Mill’s revision of the Rawls’s “veil of ignorance” thought experiment, under the lens of corrective justice, would aim to repair historically racist structures. 

“As a white person, you ask yourself, I’m doing this thought experiment … let’s say I’m a Black woman in a ghetto in South Side Chicago, or let’s say I’m a Latino somewhere in southwestern United States or I’m a Native American on a reservation,” Mills said. “What structures, what policies would I want to see put in place to make sure as much as I can that I’m not radically handicapped?”

Following his talk, Mills opened the floor to questions from the audience. 

The first person to speak in the Q&A portion claimed Ann Arbor is a reverse racist and reverse sexist community that discriminates against white males like himself. When people started clapping after he said he planned to leave the country because of this discrimination, he became angry and left the event. 

Several audience members asked Mills how to incorporate discussions of racial justice into the classroom, both in college courses and in secondary schooling. Mills said efforts should be made not only to have dedicated courses to race theory but also to center considerations of identity.
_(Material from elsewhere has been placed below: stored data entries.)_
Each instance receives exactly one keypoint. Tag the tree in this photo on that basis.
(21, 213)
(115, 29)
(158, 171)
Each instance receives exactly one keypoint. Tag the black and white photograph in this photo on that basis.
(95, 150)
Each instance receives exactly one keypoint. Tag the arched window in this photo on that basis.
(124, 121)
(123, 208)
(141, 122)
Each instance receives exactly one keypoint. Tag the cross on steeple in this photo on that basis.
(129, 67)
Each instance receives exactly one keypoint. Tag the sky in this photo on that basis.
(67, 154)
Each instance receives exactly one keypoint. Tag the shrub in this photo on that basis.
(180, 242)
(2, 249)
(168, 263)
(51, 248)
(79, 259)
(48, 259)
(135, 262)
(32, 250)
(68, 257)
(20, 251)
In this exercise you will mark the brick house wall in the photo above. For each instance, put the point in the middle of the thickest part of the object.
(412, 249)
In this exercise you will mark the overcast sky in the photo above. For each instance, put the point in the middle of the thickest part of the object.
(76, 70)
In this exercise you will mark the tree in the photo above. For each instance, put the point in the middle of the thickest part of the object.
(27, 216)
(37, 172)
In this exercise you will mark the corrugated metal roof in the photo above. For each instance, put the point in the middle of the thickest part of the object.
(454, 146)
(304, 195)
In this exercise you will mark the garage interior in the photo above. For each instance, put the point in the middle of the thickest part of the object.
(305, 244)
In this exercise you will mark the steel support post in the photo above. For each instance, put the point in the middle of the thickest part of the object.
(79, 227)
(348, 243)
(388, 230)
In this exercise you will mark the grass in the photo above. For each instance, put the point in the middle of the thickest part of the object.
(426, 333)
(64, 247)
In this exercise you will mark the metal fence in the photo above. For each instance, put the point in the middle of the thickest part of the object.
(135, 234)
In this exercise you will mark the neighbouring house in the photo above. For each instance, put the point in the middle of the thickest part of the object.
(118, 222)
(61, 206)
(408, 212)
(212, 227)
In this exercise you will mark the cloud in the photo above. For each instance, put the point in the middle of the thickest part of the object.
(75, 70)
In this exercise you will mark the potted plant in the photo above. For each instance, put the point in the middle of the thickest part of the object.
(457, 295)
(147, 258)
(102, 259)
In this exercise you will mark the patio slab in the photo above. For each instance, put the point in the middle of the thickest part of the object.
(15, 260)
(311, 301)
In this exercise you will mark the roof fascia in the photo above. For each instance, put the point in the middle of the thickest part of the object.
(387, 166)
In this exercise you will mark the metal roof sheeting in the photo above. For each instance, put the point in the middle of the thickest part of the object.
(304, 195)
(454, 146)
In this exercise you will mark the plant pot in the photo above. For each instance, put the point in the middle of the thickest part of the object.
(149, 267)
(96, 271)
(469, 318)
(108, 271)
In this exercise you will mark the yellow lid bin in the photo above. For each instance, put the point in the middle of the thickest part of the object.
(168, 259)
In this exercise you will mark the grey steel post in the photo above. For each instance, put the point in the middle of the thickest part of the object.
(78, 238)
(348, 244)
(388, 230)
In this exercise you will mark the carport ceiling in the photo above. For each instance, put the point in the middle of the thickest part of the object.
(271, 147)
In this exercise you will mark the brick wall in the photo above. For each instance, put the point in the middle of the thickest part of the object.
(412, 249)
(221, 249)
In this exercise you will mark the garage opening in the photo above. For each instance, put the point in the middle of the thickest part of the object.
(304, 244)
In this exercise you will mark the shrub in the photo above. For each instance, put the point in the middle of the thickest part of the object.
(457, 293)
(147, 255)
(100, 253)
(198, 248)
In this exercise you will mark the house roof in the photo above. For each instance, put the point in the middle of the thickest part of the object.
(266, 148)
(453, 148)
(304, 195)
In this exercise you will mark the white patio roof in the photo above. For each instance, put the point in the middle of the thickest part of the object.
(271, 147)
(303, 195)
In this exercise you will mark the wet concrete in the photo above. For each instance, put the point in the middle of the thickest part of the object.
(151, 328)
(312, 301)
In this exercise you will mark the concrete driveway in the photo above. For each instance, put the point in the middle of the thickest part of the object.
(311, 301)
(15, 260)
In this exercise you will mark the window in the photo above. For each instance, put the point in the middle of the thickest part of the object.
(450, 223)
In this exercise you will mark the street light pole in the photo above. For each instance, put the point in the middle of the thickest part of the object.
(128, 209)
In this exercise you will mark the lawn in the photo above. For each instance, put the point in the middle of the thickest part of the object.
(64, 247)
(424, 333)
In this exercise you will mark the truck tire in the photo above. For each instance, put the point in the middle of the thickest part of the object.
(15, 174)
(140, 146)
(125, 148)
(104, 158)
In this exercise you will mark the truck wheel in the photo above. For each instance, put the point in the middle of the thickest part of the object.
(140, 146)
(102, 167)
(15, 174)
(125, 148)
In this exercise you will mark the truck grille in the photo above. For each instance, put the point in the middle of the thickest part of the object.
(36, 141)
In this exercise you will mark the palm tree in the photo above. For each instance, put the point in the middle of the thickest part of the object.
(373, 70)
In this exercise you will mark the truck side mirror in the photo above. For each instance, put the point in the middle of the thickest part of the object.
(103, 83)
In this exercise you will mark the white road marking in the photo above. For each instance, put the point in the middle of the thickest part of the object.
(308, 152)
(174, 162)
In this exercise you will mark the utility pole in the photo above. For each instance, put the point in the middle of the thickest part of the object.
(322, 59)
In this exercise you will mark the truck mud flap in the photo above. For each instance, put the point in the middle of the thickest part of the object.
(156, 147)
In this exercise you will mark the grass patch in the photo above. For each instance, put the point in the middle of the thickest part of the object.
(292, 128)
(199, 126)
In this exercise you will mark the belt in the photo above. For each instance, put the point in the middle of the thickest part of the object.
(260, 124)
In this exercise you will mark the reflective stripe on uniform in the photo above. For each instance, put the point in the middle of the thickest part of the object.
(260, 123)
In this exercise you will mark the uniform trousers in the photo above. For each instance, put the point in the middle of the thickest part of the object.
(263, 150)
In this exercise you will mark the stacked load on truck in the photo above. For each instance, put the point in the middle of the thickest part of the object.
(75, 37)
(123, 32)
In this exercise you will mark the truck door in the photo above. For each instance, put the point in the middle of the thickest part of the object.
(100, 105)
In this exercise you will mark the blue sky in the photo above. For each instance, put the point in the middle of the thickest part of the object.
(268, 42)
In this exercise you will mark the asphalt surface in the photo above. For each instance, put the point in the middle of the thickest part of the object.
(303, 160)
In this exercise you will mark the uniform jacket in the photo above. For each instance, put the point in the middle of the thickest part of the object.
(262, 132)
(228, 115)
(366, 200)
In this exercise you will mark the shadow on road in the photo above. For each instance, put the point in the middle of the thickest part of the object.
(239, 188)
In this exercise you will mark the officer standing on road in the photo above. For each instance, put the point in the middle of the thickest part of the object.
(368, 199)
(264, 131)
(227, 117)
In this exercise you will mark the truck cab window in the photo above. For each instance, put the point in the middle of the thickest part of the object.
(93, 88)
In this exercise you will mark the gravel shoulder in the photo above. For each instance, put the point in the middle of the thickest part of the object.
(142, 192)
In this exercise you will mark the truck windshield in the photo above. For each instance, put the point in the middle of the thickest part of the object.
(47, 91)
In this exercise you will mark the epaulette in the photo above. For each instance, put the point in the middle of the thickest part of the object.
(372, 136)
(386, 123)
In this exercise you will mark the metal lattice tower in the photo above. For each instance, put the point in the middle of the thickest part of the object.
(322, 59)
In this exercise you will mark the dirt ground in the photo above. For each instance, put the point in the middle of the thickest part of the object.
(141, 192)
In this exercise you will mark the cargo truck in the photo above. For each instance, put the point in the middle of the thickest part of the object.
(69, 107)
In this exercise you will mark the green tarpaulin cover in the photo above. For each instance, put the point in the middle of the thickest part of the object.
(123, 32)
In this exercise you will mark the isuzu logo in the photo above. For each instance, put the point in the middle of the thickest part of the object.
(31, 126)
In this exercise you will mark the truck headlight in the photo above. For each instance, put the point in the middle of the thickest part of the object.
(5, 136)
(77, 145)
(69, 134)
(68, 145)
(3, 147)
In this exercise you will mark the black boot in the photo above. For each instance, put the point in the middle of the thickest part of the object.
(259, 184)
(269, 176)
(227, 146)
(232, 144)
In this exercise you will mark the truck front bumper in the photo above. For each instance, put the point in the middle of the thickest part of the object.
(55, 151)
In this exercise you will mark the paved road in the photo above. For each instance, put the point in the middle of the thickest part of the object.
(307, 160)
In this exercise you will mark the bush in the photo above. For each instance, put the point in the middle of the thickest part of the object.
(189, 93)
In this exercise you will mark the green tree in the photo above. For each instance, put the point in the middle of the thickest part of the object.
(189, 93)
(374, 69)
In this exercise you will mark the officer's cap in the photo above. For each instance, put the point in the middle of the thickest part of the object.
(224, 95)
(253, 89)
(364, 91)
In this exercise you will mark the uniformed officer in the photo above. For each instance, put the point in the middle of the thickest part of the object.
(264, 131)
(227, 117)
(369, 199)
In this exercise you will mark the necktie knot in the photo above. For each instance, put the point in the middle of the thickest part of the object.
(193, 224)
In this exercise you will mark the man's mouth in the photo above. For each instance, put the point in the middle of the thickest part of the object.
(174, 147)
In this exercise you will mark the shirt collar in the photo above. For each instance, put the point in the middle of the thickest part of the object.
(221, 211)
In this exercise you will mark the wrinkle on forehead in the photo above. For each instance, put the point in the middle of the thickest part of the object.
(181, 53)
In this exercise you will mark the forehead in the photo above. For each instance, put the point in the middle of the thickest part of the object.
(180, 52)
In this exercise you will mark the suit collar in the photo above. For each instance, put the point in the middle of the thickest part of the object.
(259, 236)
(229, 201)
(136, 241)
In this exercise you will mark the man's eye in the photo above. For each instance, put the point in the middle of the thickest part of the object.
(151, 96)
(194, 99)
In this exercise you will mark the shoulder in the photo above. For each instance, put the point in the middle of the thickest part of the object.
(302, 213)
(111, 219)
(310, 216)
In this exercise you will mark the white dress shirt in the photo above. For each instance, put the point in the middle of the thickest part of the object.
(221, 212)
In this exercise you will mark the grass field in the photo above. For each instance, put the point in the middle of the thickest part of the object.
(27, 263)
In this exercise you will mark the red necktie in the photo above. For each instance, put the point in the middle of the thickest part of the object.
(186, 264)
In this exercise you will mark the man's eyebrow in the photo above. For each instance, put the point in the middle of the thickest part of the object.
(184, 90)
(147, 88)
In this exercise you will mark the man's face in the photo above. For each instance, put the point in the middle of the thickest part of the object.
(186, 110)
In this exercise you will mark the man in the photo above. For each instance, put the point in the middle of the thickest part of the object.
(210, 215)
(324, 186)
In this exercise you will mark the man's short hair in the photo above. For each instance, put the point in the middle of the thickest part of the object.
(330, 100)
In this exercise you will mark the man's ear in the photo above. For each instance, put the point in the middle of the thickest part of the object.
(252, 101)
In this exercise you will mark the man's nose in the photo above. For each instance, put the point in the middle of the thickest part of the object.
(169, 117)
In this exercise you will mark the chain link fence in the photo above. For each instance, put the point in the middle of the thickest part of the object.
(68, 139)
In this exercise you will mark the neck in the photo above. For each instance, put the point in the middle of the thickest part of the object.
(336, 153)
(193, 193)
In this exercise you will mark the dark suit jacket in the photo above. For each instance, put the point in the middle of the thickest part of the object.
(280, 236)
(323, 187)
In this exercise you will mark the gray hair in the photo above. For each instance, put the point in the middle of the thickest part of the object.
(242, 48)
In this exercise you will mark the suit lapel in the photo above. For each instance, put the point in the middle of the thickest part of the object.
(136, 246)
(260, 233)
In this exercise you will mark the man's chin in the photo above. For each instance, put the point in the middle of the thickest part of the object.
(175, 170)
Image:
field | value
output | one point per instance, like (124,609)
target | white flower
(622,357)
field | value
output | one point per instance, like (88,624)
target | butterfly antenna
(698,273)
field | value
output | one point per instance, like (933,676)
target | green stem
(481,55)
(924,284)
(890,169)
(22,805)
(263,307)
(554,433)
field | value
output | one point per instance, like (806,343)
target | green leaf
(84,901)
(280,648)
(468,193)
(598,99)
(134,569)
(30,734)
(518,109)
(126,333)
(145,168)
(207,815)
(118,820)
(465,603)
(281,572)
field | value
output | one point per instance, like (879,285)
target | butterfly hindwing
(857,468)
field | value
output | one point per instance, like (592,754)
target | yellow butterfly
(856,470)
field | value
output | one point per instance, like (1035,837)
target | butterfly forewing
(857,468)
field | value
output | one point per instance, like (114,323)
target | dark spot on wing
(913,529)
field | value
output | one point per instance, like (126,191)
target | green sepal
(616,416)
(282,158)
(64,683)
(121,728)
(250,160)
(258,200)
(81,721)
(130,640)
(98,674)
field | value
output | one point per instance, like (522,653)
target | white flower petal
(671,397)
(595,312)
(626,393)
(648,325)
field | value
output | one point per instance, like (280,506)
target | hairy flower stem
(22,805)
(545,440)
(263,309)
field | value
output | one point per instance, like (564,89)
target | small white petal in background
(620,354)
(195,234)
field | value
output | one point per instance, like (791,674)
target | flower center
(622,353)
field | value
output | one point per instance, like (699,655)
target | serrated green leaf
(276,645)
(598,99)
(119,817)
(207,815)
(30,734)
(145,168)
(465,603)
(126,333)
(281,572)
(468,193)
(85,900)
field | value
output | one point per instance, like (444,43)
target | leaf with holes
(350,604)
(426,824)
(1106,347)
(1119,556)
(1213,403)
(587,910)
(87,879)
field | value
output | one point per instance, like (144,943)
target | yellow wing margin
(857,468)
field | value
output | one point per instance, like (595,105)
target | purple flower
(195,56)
“See how race can be incorporated into the curriculum … because it’s not as if you’re distorting the material,” Mills said. “Because race permeates everything.”

Rackham student Gabrielle Peterson and the rest of the Racism Lab, an interdisciplinary group of scholars, attended the event together. She said Mills’s point about the lack of diversity in academia resonated with many of them. 

“Mills’s discussion of the demographics within research bodies in philosophy that influence and inform the misrepresentations of Black people and other minorities was extremely helpful in rethinking and reflecting on our own experiences in our respective disciplines,” Peterson said. 

Jessica Castellani, a graduate student at the University of Toledo, drove to the event with her classmates and her professor to hear Mills speak. Castellani said she is taking a class on critical race theory and has been reading Mills’s work in class.

Castellani said she talked to classmates about the audience member who brought up reverse racism. She said she believes his anger is a product of the fear of having his rights taken away. 

“I wondered what Mills’s response would have been to the person who asked what we do about people — specifically white males — feeling as if they were losing some rights,” Castellani said. “It can be scary if there are laws that are going to change your life, but if you are afraid, then that’s the experience that people of color for a long time. I think those fears should honestly go away if you have empathy for other people.”

Tad Schmaltz, philosophy department chair at the University, said though he had hoped for a larger turnout, he enjoyed Mills’s talk and wishes more people had heard his message. 

“I think he’s right about the basic point that in political philosophy, there hasn’t been a consideration of issues of racial justice,” Schmaltz said. “And that’s a big oversight, given the deep history of racism in the United States. So I think it’s a very important point, and I think he made it well.”